The price cap on energy bills limits the amount some customers can be charged, if they are on their supplier’s default tariff.

It was designed to protect those who are least likely to shop around for better deals.

Since being introduced in January 2019, the price cap has forced bills down as suppliers race to attract more customers. Around 15 million households directly benefit, saving between £75 and £100 on their energy bills each year.

The Government is also looking at other plans which it hopes will increase competition.

They include trials to automatically move customers from expensive to cheaper deals, unless they opt out.

These will take place in 2024, the Government said.

It also plans to create a framework for opt-in switching, which would actively inform customers on expensive deals that they could be better off elsewhere.

A study by regulator Ofgem showed that customers who are contacted in this way are five to 10 times more likely to switch their energy supplier.

“We want to unleash a wave of competition within the energy market and keep energy bills low so households across the UK can keep more money in their back pockets,” said Business and Energy Secretary Kwasi Kwarteng.

“Although more of us are now shopping around for the cheapest tariffs, the existence of better deals on the market is not sufficient in itself to drive consumer behaviour. That’s why we will make the switching process even easier so we can tackle the ‘loyalty penalty’ and ensure everyone pays a fair price for powering their homes.”

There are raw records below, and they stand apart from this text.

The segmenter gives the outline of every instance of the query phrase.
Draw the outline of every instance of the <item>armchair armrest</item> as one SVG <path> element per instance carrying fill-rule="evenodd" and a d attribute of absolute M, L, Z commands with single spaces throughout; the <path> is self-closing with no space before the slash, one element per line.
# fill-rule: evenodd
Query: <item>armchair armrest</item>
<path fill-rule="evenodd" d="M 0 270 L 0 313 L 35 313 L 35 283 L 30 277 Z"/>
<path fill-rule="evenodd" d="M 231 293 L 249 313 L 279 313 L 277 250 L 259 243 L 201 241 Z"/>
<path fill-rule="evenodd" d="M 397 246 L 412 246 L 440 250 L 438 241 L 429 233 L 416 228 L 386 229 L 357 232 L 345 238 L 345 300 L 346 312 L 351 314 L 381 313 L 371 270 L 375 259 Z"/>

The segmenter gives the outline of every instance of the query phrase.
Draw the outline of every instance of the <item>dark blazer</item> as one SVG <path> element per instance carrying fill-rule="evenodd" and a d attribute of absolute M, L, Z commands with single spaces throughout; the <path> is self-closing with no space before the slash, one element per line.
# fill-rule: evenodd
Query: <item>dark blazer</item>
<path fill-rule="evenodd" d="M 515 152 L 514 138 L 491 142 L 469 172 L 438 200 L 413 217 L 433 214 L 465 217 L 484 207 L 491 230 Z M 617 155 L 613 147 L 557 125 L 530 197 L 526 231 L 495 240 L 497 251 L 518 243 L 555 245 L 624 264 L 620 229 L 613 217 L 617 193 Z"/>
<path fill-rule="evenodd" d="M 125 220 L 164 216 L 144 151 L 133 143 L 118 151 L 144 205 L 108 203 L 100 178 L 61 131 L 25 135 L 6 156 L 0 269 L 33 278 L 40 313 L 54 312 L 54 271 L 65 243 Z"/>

Some critics of the energy price cap had feared that, by limiting the price of default tariffs, households would be less inclined to switch supplier – which could provide even bigger savings.

However, between 2016 and 2020, the number of households switching energy supplier rose from 4.4 million to 5.8 million.

Dame Clare Moriarty, chief executive of Citizens Advice, said: “The price cap prevents loyal customers who don’t switch from being ripped off by their energy supplier.

“The Government’s commitment to keeping the price cap in place until such protections are no longer needed is good news for customers. It is especially important at a time when many households face significant financial challenges resulting from the pandemic.”

”People can make savings by switching suppliers. The Government’s proposals to improve the switching process should help more people get a fair deal on their bills.”